The deployment is expected to be for 12 months. The troops will advise and assist the Iraqi Security Forces to help them go on the offense against ISIL and conduct intelligence, surveillance and reconnaissance flights, he said. This will also increase the United States’ capacity to target ISIL and coordinate the activities of the U.S. military across Iraq.

The “Big Red One” is the oldest of the Army’s divisions and there is historical precedence for its troops to be the first to enter a hostile environment.

The division headquarters element was the “landowner” of the southern nine Iraqi provinces from 2010 to 2011, a time that included the second national election.

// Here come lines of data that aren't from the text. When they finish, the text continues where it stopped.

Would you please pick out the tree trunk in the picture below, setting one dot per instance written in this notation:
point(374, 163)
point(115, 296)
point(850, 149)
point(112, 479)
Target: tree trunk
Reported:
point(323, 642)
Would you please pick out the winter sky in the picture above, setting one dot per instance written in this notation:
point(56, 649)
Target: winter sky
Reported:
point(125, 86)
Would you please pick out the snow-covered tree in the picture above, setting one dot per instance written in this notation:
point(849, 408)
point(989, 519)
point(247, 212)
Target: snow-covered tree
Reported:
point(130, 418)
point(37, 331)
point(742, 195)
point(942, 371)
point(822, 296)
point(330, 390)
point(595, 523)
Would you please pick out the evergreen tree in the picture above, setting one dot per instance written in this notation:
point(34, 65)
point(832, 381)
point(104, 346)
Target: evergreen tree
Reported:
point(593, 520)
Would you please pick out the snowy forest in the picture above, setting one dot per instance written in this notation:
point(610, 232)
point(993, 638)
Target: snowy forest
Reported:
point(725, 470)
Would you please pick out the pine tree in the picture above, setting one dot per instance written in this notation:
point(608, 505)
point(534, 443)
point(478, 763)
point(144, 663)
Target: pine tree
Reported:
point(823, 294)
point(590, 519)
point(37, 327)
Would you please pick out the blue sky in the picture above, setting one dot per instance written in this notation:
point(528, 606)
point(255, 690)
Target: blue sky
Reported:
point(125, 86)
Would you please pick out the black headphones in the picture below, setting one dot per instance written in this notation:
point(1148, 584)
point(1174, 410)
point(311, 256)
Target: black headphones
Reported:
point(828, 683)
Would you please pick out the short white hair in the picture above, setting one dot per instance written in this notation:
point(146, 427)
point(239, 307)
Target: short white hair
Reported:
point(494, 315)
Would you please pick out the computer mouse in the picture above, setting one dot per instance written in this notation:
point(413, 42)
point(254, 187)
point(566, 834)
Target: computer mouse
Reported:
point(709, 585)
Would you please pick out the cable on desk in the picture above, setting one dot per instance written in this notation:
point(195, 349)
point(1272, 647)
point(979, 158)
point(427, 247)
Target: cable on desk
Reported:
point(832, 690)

Known as the "Big Red One," the 1st Infantry Division is often the first unit sent into hostile areas. Although it is not authorized, 1ID soldiers often wear the red ceremonial patch. (Army photo)
Known as the “Big Red One,” the 1st Infantry Division is often the first unit sent into hostile areas. Although it is not authorized, 1ID soldiers often wear the red ceremonial patch. (Army photo)

“As brave, responsible and on-point Soldiers in the ‘Big Red One,’ we stand ready to deploy anywhere in the world to protect the United States of America, her citizens and her allies,” said Maj. Gen. Paul E. Funk II, 1st Inf. Div. and Fort Riley commanding general. “We are ready for anything because we know we have the nation behind us.”

Unlike the practice early in the Iraq War, headquarters elements can deploy independent from their organic unit as a module, in this case, the division headquarters is deploying as a package.

Kirby said 200 of the 500 troops will enter Iraq and the 300 others will remain outside the country as support. Only the 200 will count against the president’s 475 number, he said. The 475 number is also separate from the 15 to 17 military advisors that will be embedded with Iraqi Army brigades and their downtrace units. One hundred and thirty-eight Soldiers report to the Joint Operations Center at Baghdad, 68 to the Joint Operations Center in Erbil and roughly 10 more report to the Iraqi Army headquarters in Baghdad.